Votre lettre m'a trouvé, mon cher marquis, dans les travaux de l'enfantement. Je dois accoucher de Schweidnitz; je suis obligé de le couvrir de tous côtés contre ce Daun, qui fait rôder une douzaine de ses subdélégués pour faire échouer notre entreprise. Cela m'oblige à une attention perpétuelle sur les mouvements de l'ennemi et sur les nouvelles que je tâche de me procurer. Vous pouvez juger par là que ma pauvre tête n'est guère poétique. Ce vers que vous reprenez sera corrigé sans faute, c'est un rien; mais je demande du délai jusqu'à la fin de notre siége, qui d'ailleurs va bien jusqu'ici. Je n'ai, je vous jure, aucune vanité, et je donne tant de part au hasard et aux troupes dans la réussite de mes entreprises, que je n'ai point la manie des postillons; cependant, s'il vous en faut pour vous réjouir, il y en aura sans faute. Les gazetiers vous ont menti, selon leur noble coutume. Cette nouvelle a été mise par la cour de Varsovie dans les papiers publics, pour tranquilliser la nation sur la marche du Kan, qui frise leurs frontières.

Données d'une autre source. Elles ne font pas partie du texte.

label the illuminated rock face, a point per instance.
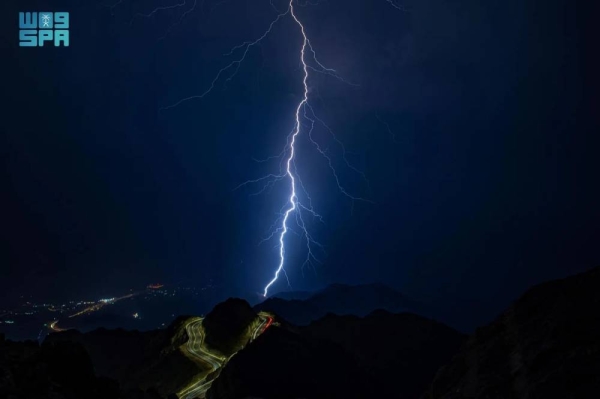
(546, 345)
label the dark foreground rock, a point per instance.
(55, 370)
(382, 355)
(545, 346)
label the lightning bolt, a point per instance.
(304, 112)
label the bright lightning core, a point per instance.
(304, 113)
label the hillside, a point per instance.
(380, 355)
(546, 345)
(341, 299)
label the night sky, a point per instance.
(486, 183)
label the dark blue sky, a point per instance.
(489, 186)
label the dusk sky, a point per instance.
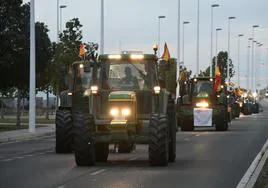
(133, 25)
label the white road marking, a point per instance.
(133, 159)
(61, 186)
(98, 172)
(251, 175)
(7, 160)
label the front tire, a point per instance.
(101, 152)
(126, 147)
(84, 145)
(172, 124)
(158, 140)
(64, 132)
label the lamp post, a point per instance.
(229, 57)
(32, 102)
(183, 27)
(197, 42)
(159, 19)
(248, 64)
(61, 7)
(211, 39)
(257, 66)
(216, 60)
(252, 56)
(178, 52)
(102, 28)
(238, 59)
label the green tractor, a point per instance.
(117, 99)
(202, 107)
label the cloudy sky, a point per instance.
(133, 25)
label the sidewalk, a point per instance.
(24, 134)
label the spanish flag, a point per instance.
(166, 54)
(217, 84)
(82, 50)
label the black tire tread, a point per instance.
(64, 131)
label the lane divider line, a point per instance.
(253, 172)
(98, 172)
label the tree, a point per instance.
(222, 62)
(65, 53)
(15, 51)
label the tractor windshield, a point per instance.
(203, 86)
(128, 75)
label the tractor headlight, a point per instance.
(94, 89)
(125, 112)
(114, 112)
(157, 89)
(202, 104)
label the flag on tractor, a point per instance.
(82, 50)
(217, 84)
(166, 54)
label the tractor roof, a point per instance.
(127, 57)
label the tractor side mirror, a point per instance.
(163, 66)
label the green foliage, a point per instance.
(65, 53)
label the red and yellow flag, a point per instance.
(166, 54)
(217, 84)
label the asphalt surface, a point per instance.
(204, 159)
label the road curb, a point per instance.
(26, 137)
(253, 172)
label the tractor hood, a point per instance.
(122, 96)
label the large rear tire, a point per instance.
(84, 144)
(64, 132)
(158, 140)
(101, 152)
(172, 124)
(222, 124)
(186, 125)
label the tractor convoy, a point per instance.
(120, 100)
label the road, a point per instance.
(204, 159)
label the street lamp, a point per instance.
(257, 66)
(184, 23)
(216, 60)
(178, 52)
(61, 7)
(159, 18)
(102, 28)
(238, 60)
(248, 63)
(252, 56)
(229, 57)
(211, 39)
(32, 102)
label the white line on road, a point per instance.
(98, 172)
(133, 159)
(251, 175)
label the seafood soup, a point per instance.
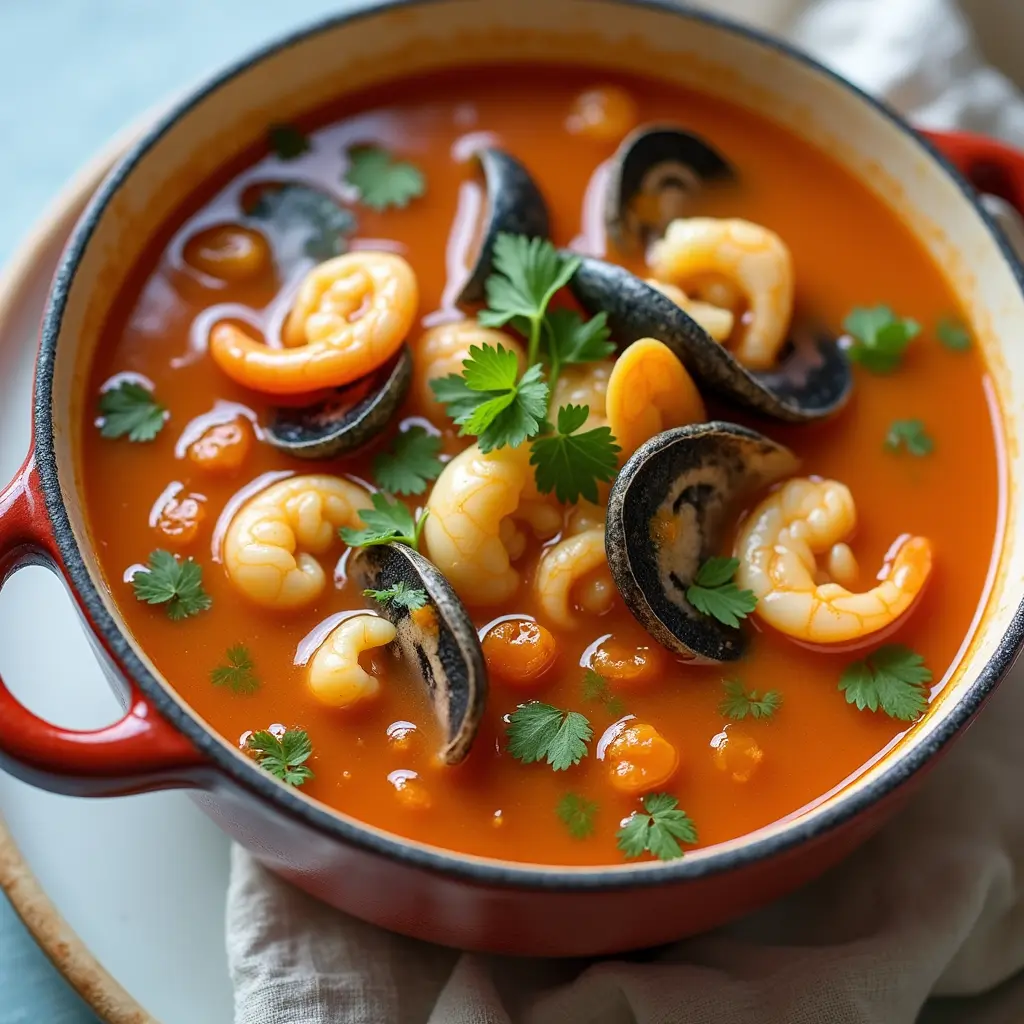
(545, 465)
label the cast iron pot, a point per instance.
(424, 891)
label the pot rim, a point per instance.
(242, 771)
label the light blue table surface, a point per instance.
(72, 73)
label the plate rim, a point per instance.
(64, 947)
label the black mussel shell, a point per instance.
(442, 646)
(654, 174)
(812, 381)
(303, 222)
(514, 206)
(348, 418)
(668, 512)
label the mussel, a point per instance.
(812, 380)
(654, 173)
(438, 640)
(514, 205)
(348, 418)
(668, 512)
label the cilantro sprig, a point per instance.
(283, 757)
(578, 814)
(739, 702)
(238, 673)
(131, 410)
(387, 521)
(411, 462)
(540, 732)
(570, 463)
(659, 832)
(381, 180)
(400, 595)
(880, 337)
(173, 583)
(893, 680)
(713, 592)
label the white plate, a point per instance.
(141, 880)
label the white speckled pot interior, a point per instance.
(404, 38)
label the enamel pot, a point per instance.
(404, 886)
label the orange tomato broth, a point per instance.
(849, 250)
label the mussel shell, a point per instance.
(449, 657)
(350, 417)
(514, 206)
(812, 381)
(669, 511)
(665, 163)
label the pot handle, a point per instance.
(138, 754)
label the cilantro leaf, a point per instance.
(130, 409)
(400, 595)
(285, 757)
(488, 402)
(176, 584)
(738, 701)
(527, 273)
(382, 180)
(238, 673)
(909, 434)
(577, 813)
(880, 337)
(539, 731)
(570, 464)
(659, 832)
(411, 462)
(713, 592)
(287, 141)
(571, 339)
(892, 679)
(386, 521)
(953, 335)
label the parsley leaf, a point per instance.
(953, 335)
(659, 830)
(527, 272)
(569, 463)
(713, 592)
(381, 179)
(738, 702)
(571, 339)
(287, 141)
(284, 758)
(538, 731)
(489, 402)
(385, 522)
(176, 584)
(595, 688)
(909, 434)
(410, 464)
(130, 409)
(238, 673)
(577, 813)
(400, 595)
(880, 337)
(892, 679)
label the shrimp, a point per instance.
(465, 534)
(441, 351)
(752, 257)
(350, 316)
(270, 542)
(717, 321)
(777, 546)
(649, 390)
(335, 676)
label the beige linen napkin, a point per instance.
(931, 907)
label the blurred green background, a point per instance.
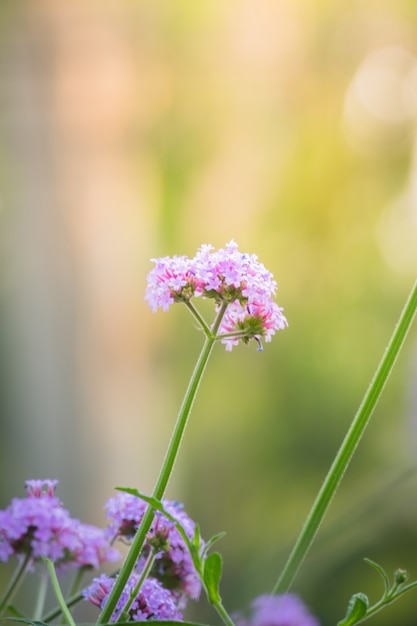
(131, 130)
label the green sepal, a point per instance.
(357, 608)
(212, 574)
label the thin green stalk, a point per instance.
(224, 614)
(58, 592)
(133, 594)
(165, 473)
(14, 583)
(348, 446)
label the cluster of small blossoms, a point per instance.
(226, 276)
(38, 527)
(153, 602)
(173, 565)
(279, 610)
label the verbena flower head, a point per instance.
(152, 602)
(39, 526)
(173, 565)
(278, 610)
(226, 276)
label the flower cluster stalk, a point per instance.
(348, 446)
(166, 470)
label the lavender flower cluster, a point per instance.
(226, 276)
(38, 526)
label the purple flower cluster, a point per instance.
(152, 602)
(279, 610)
(173, 565)
(226, 276)
(38, 526)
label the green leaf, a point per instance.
(357, 608)
(212, 575)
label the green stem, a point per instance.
(224, 614)
(41, 595)
(348, 446)
(58, 592)
(165, 473)
(15, 582)
(133, 594)
(197, 315)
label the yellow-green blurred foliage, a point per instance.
(135, 129)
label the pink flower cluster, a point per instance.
(173, 565)
(279, 610)
(226, 276)
(38, 526)
(153, 601)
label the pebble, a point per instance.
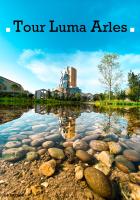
(37, 142)
(48, 144)
(83, 156)
(79, 172)
(79, 144)
(56, 153)
(98, 182)
(114, 147)
(31, 156)
(13, 144)
(48, 168)
(124, 165)
(98, 145)
(106, 158)
(131, 155)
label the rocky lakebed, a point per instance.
(70, 154)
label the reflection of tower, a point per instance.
(67, 127)
(72, 76)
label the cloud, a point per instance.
(47, 67)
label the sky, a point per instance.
(35, 60)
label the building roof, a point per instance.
(1, 77)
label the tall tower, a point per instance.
(72, 76)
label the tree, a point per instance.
(15, 88)
(110, 72)
(134, 85)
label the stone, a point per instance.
(79, 144)
(53, 137)
(111, 137)
(48, 168)
(124, 165)
(83, 156)
(131, 155)
(31, 156)
(98, 145)
(13, 154)
(28, 148)
(41, 151)
(114, 147)
(45, 184)
(36, 189)
(135, 177)
(48, 144)
(56, 153)
(13, 144)
(135, 191)
(26, 141)
(37, 142)
(70, 154)
(68, 144)
(106, 158)
(98, 182)
(103, 168)
(39, 128)
(79, 172)
(88, 193)
(90, 137)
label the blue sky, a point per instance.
(36, 59)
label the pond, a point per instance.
(32, 127)
(108, 139)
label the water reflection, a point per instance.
(8, 113)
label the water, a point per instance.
(66, 124)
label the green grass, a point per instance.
(28, 101)
(116, 103)
(15, 101)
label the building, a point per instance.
(8, 86)
(72, 72)
(68, 81)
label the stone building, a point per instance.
(8, 86)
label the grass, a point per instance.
(115, 103)
(15, 101)
(29, 101)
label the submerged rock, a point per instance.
(83, 156)
(48, 144)
(124, 165)
(41, 151)
(79, 172)
(56, 153)
(31, 156)
(79, 144)
(131, 155)
(48, 168)
(114, 147)
(13, 154)
(106, 158)
(98, 145)
(13, 144)
(26, 141)
(90, 137)
(37, 142)
(135, 177)
(98, 182)
(103, 168)
(53, 137)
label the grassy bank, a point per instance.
(29, 101)
(55, 102)
(15, 101)
(115, 103)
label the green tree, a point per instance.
(110, 72)
(134, 85)
(15, 88)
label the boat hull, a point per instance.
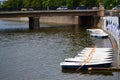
(85, 67)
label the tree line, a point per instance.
(55, 3)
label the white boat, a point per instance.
(78, 65)
(82, 60)
(101, 35)
(95, 57)
(95, 53)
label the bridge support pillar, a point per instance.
(34, 23)
(76, 20)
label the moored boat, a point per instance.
(77, 65)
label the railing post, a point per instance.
(101, 8)
(34, 23)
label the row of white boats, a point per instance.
(89, 58)
(98, 33)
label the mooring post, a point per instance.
(101, 8)
(34, 23)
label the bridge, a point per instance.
(35, 15)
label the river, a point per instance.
(36, 54)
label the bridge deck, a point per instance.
(49, 13)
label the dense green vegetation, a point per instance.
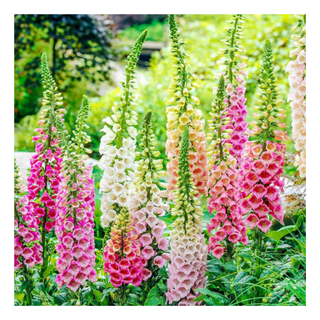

Je ne vous dirai rien pour cette fois du Pont ni de l'empire d'Orient. Je suis si las d'annoncer l'avenir, que je ne veux plus vous écrire que des faits; donnez-vous donc encore un peu de patience. Je borne à présent toute mon attention à l'opération que j'ai entreprise. Il y a, je vous assure, de quoi donner de l'occupation à un jeune homme; mais quelle vie pour un pauvre vieillard usé et cassé comme moi, dont la mémoire diminue, et qui voit dépérir ses sens et la force de son esprit! Il y a un temps pour tout dans notre vie. A mon âge, mon cher marquis, des livres, de la conversation, un bon fauteuil et du feu, voilà tout ce qui me reste, et, peu de moments après, le tombeau. Adieu, mon cher marquis; vivez heureux et tranquille, et ne m'oubliez pas.